Let me put in exactly why I had this seemingly psychic ability as to the beautiful food of my soon to be host. All over Denver, and in other cities other than Houston, I keep finding sauce the important ingredient in BBQ, covering, hiding, curtailing the great flavor of a good pit man. We never had much to do with it, and it is one of the reasons I railed against the ribs earlier, you see, on my family’s table sauce was purely a condiment, something only added if the meat was bit to dry, or we were killing off the last of the left overs. Brisket is very temperamental, and it sometimes is cut from a cow that is a bit to old and tough, or maybe the humidity is very low that day you cooked, so sauce is always made, usually a home secret, but still a condiment. Jabo’s had several sauces, but I could see, they were added after the fact, he first made his cooking great, then added amazing sauces to help it along. I could understand this, it is a restaurant after all,  and in a town that worships stupid condiments, so he needed the extra help of some sauces to get word out. I also knew from the review, he was from my part of the woods, so to speak, that northeastern corner of the gulf that worships the meat first, then adds sauce later as a little zing. I also knew that being from those piney woods, he would not be so base as to wet marinade his meat, but with those big smokers, would put the emphasis on the wood he smoked with, and the cooking process itself.

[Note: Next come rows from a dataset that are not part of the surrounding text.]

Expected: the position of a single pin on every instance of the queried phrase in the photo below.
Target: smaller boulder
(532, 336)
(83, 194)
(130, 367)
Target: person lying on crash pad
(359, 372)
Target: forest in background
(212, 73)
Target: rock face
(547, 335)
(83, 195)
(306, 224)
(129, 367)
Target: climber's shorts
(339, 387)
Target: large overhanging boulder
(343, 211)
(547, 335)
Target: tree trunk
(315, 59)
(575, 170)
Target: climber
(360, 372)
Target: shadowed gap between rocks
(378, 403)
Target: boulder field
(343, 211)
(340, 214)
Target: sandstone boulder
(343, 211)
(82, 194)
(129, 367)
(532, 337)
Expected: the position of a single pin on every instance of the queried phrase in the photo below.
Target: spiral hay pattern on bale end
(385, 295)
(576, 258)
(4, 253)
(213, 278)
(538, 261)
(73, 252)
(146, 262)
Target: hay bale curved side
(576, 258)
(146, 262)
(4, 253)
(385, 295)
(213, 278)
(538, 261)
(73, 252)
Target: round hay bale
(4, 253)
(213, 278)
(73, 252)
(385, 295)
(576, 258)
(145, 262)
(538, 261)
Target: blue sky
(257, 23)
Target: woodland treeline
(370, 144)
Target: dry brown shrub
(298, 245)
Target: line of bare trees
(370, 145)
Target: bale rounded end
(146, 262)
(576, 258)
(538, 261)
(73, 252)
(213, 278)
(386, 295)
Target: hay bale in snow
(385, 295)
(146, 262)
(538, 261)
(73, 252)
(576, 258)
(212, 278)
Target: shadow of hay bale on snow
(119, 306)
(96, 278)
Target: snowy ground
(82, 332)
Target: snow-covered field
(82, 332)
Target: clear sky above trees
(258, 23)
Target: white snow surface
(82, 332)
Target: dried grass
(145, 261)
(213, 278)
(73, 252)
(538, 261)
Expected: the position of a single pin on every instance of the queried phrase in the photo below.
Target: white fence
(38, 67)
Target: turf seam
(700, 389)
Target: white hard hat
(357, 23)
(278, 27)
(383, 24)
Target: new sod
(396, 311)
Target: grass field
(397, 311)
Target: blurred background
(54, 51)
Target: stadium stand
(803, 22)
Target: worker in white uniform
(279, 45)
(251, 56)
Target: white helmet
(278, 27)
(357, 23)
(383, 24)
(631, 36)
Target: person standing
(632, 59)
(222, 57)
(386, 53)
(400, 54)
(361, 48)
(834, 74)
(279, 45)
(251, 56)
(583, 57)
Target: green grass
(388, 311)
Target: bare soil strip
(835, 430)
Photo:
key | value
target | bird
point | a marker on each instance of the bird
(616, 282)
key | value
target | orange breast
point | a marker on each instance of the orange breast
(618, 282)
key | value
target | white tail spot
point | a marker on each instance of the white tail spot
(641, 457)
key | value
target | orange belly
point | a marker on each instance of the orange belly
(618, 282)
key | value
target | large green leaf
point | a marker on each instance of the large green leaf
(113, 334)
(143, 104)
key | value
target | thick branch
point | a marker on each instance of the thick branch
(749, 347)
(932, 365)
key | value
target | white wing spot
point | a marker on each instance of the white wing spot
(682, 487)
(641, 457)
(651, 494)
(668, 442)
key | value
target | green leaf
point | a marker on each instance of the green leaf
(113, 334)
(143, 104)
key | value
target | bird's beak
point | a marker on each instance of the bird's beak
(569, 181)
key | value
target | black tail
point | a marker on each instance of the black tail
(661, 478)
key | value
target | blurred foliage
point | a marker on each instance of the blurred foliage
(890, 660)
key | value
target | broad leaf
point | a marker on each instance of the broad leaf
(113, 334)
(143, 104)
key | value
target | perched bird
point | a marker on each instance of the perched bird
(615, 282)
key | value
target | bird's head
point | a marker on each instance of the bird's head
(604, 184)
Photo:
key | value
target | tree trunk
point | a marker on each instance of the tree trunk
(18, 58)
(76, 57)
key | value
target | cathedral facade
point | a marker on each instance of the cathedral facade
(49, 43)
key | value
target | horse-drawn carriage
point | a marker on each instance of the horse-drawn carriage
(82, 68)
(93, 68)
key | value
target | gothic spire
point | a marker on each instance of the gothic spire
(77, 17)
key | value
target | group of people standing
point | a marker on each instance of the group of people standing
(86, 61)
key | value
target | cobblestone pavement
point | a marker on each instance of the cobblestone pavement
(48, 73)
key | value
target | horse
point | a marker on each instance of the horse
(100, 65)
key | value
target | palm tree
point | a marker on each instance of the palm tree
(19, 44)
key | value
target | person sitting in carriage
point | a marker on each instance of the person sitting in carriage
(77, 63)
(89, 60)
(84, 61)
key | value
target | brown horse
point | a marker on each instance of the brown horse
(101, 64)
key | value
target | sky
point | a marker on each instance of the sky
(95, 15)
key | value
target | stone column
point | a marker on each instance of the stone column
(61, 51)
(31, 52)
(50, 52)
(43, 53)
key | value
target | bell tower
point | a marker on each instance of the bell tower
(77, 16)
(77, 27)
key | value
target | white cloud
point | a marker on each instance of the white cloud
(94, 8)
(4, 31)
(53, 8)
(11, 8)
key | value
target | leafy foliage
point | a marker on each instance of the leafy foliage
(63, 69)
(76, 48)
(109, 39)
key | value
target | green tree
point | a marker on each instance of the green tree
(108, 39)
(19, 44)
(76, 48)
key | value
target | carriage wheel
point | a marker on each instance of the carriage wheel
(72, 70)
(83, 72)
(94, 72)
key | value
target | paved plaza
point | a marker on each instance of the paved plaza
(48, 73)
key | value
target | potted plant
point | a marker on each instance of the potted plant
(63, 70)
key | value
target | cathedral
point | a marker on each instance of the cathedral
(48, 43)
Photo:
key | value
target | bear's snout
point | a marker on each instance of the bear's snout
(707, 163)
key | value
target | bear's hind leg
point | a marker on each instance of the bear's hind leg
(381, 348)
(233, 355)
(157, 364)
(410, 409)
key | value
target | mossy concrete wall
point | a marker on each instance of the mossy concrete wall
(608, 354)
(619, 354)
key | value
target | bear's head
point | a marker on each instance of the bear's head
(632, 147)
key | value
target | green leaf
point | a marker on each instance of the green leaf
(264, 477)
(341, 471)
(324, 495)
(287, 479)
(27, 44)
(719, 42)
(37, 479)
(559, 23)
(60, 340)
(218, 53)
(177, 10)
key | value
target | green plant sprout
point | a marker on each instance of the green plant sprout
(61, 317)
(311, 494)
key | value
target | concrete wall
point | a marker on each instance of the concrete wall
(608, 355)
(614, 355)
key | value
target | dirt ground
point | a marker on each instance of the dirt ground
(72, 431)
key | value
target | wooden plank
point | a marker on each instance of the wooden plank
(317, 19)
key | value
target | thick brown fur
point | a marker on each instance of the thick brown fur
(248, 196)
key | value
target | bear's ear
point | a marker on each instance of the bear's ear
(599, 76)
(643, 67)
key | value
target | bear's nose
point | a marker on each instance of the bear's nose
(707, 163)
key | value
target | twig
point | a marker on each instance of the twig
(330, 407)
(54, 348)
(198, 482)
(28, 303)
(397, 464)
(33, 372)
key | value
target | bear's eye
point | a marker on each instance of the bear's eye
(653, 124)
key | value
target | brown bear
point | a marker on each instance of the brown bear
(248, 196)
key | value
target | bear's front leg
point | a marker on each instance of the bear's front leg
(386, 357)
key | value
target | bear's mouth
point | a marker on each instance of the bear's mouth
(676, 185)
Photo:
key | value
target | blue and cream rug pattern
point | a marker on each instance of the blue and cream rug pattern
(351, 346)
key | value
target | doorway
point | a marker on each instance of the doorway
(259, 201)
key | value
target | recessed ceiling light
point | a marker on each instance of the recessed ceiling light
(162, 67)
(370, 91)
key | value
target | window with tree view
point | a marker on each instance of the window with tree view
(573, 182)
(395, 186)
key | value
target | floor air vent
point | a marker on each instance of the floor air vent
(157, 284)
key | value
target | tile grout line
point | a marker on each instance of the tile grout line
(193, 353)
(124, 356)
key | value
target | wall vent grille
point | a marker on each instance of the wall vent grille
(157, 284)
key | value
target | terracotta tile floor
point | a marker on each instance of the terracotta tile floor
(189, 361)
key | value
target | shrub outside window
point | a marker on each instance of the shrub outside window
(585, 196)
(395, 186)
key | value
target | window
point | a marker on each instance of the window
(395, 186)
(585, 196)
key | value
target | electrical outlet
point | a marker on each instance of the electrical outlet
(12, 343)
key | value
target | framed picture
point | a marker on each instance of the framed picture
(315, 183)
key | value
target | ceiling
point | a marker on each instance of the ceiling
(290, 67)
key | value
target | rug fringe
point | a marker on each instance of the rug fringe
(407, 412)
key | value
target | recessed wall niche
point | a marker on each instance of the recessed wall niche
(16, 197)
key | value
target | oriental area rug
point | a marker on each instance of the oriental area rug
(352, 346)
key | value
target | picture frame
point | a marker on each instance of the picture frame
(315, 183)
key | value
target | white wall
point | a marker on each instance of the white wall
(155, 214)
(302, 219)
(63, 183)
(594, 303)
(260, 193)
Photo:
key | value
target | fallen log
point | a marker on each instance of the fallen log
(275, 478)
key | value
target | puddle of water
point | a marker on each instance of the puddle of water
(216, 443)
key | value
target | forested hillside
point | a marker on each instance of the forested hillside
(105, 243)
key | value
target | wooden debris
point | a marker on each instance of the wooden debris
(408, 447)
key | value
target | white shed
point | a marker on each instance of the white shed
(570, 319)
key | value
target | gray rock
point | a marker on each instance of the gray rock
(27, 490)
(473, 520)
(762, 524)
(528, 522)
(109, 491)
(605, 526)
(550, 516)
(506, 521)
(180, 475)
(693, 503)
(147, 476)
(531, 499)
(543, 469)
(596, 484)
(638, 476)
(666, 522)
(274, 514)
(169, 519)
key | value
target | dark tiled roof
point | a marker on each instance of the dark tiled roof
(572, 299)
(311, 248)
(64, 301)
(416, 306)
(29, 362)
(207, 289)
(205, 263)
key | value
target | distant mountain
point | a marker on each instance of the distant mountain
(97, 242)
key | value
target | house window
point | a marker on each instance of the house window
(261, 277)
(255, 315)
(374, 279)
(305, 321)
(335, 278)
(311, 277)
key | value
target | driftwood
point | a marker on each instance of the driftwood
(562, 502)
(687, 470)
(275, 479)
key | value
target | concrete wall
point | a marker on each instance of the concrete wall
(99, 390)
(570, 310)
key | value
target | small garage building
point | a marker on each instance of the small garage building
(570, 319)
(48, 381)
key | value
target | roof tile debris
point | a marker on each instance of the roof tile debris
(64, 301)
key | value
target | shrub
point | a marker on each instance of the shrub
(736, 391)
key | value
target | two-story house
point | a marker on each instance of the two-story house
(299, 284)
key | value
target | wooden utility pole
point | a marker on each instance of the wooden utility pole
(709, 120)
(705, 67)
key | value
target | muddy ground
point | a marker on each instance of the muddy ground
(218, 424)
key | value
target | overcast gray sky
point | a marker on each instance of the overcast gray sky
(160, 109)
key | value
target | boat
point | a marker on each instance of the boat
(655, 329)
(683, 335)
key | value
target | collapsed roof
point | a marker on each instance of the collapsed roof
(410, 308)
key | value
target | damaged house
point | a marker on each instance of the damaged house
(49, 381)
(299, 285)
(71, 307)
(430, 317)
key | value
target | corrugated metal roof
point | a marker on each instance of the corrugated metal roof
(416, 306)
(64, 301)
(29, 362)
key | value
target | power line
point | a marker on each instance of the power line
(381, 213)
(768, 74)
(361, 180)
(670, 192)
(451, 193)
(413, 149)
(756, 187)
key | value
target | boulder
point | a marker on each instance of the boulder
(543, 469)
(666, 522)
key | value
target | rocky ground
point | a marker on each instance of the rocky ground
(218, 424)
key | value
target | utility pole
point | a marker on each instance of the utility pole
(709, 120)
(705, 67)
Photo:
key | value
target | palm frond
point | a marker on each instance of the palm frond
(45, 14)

The place is in a strip mall, the setting is underwhelming, and it is obvious to any who frequent restaurants that the interior is nothing to get excited about.  It actually looks like someone set up an auction at a closed down stripper bar, because the vinyl of the seats is just that kind of red. Empty glass windows look on nothing, the view is of a vacant lot across the road and the parking lot. Our server was polite, but had no clue what he was doing, getting the order wrong twice in a row, before even leaving the table. No music, no setting, and no service, it was looking hard on Jabo when we walked in. Ordering took forever, and trying to get the idea across that I did not want sauce on my brisket seemed almost futile, but eventually, the order went in, and we waited. I wasn’t sure about it all, because apparently we had to try the sauce first, and then choose what sauce we were gonna have before we had anything to go on. I am not a fan of the whole idea of any of the service, the sauce, or the setting, again, it was looking bad.

I was not disappointed in the least. I got my plate of beef, sauce on the side please, and cut a big fatty piece of brisket, stuck it in my mouth, which immediately took me home. The fat melted on my tongue immediately, moisturizing and flavoring the beautiful cut of beef to an insane high, and I ended up ordering enough brisket for five people. Later when it was cold, it was still the magical BBQ of my youth. The service, well, he hires family folks we say back home, and they were not the best servers I ever had. The prolonged ordeal of trying sauces annoyed me, and the prices are a wee bit high for my employment to pay for all the time. When I left however, I talked with Jabo for almost fifteen minutes, and it was damned hard not to give him every cent I had to take as much as I could back home and to share with my workmates. He was as sweet as sweet potato pie, and I probably could have busted out some plaster of paris to sculpt his beautiful head, so I could worship something other than the idea of perfect brisket. I will always go back to his place, I will always give him to much money, and I will never complain about his service, because the man knows his brisket, and he knows exactly how to please my palate.

Jabo’s Bar-Be-Q

9682 E. Arapahoe
Englewood, CO 80112


PS- Basically, a homage to my favorite reviewer ever, Jason Sheehan.